The United States has offered to provide training to 350,000 state and municipal police officers at the FBI National Academy in Quantico, Virginia, in an effort to better prepare security forces to combat organized crime.
The Deputy Chief of Mission at the U.S. embassy in Mexico, William Duncan, said the offer was made in recognition of the wave of violence in Mexico caused by the demand for drugs in the U.S. market and because police forces in Mexico are facing the “most ruthless” criminal organizations.
“The U.S. government understands that the security of both countries is directly related, what happens in Mexico affects us and vice versa. Our future prosperity depends on the collective prosperity of the North American region.”
Duncan indicated that U.S. authorities had noted a new commitment from their Mexican counterparts to certify police and stressed that proper training was the base of any professional career and that the FBI training could “change history.”
However, police training is not the only barrier authorities face in fighting organized crime.
Speaking at a public security conference this week, the chief of the National Public Security System, Álvaro Vizcaíno, stated that in order to lower the crime rate the number of officers needs to be at least doubled in addition to ensuring that they have adequate training and resources.
“We need to strengthen the police’s capacity to react and respond.
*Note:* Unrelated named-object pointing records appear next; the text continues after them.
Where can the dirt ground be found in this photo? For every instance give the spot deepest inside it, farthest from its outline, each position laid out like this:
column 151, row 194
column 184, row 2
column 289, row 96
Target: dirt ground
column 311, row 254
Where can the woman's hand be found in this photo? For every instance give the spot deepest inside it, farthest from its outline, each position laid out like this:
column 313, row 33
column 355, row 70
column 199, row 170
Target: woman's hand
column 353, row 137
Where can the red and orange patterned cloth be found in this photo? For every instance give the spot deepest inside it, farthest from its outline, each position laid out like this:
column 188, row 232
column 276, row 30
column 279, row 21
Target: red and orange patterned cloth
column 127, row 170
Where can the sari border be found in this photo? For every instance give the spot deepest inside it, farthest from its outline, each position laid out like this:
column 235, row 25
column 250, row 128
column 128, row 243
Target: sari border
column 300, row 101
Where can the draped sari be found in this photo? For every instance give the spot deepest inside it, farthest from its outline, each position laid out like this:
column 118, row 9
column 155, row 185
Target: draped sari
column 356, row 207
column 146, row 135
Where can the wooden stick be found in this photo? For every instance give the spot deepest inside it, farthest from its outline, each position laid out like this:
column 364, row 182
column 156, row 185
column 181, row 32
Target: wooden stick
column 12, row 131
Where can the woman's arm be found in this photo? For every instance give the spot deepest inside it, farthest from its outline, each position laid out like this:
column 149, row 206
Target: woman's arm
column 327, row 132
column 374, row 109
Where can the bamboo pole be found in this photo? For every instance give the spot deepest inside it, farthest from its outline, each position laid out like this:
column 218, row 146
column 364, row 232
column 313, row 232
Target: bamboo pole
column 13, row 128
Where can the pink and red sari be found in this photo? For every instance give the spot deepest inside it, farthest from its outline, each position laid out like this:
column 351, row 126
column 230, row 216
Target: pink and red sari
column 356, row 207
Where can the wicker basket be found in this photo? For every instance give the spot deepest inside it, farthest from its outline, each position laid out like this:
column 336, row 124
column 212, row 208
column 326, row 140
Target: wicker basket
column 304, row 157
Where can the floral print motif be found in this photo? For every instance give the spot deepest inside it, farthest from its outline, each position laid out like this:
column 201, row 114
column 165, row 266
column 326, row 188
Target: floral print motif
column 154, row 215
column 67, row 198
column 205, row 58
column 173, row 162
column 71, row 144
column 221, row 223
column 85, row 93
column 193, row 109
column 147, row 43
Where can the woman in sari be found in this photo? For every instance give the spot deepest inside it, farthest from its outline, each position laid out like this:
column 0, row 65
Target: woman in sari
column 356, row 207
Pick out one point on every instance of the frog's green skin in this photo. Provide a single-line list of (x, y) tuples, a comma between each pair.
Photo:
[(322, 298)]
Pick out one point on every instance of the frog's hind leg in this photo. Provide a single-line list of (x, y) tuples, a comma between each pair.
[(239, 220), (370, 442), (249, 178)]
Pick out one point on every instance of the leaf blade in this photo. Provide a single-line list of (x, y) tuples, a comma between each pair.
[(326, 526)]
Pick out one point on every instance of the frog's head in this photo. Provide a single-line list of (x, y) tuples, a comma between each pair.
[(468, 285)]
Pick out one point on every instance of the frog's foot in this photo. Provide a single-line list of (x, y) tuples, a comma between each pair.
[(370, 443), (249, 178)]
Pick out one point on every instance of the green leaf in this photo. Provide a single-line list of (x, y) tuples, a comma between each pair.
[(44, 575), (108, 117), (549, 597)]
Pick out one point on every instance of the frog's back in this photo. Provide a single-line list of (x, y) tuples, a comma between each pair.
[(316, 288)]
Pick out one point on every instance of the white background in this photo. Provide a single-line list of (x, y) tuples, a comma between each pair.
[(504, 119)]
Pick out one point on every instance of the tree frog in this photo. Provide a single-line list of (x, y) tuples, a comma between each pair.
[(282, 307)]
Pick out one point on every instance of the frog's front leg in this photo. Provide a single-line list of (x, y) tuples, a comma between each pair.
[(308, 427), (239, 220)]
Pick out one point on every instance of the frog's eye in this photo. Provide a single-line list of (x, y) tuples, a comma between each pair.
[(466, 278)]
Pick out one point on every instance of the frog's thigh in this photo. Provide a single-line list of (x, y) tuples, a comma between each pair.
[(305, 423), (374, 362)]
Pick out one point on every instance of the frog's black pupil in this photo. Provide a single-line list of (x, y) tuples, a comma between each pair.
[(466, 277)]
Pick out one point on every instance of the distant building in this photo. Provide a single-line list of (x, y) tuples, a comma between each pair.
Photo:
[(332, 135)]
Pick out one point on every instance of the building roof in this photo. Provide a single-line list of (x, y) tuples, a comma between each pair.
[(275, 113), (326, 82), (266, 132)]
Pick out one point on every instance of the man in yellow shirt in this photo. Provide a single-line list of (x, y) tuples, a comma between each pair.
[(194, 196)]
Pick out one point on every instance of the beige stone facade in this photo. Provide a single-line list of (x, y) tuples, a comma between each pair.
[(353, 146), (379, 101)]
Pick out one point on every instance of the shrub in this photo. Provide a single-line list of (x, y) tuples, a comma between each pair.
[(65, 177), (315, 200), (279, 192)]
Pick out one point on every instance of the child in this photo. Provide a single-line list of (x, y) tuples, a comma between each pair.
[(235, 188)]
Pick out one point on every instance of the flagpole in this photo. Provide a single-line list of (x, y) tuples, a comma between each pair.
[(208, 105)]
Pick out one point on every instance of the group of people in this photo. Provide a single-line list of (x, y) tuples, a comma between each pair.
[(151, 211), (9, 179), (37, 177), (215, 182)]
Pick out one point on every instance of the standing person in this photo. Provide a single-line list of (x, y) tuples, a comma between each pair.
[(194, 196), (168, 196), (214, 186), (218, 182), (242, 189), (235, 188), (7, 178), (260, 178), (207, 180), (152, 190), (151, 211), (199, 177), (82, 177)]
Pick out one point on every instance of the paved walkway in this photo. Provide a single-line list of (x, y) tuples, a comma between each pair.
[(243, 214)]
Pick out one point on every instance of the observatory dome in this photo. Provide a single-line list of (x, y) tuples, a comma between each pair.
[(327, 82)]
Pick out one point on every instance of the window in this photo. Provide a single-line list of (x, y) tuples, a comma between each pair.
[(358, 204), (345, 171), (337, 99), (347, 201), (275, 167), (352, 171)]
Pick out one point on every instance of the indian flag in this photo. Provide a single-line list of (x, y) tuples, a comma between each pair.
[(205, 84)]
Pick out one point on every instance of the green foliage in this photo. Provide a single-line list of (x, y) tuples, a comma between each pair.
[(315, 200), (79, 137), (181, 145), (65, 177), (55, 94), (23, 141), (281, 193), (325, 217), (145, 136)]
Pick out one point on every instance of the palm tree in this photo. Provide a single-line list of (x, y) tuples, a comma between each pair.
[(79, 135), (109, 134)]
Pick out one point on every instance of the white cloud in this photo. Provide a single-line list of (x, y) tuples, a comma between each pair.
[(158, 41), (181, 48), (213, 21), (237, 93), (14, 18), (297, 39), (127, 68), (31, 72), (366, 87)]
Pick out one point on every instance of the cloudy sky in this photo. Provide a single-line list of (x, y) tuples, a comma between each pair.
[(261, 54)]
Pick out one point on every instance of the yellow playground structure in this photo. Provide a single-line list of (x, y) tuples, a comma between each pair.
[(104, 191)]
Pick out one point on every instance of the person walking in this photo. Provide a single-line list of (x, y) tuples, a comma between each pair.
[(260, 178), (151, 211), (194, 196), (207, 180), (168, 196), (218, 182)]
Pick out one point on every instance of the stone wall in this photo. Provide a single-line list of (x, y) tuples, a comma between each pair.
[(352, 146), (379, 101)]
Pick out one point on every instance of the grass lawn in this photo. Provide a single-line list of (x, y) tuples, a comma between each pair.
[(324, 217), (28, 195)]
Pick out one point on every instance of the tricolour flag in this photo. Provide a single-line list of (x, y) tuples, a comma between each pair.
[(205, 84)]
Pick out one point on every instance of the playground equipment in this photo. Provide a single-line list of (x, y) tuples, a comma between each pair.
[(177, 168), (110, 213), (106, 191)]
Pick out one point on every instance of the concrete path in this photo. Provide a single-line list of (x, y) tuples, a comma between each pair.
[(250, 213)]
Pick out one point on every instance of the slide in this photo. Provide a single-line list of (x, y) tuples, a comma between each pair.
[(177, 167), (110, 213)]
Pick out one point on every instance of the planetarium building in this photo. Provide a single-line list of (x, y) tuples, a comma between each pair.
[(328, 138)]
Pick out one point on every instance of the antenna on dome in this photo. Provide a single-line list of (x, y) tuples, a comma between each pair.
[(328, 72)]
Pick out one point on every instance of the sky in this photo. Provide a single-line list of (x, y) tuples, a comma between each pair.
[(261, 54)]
The fundamental problems are that there are not enough police and in many cases the police there are don’t have the training or equipment necessary to be able to work.”
Mexico currently has 450,000 officers at federal, state and municipal levels but according to Vizcaíno some states, “have fewer than half the police they should have.”
Vizcaíno indicated that 1.5 billion pesos (US $80.5 million) have been allocated to strengthen Mexico’s police forces this year and that training courses are being designed in conjunction with the Institute of Juridical Investigations at the National Autonomous University.
Approximately 9% of state officers and 12% of municipal officers have failed evaluation tests but continue to serve in police forces across the country.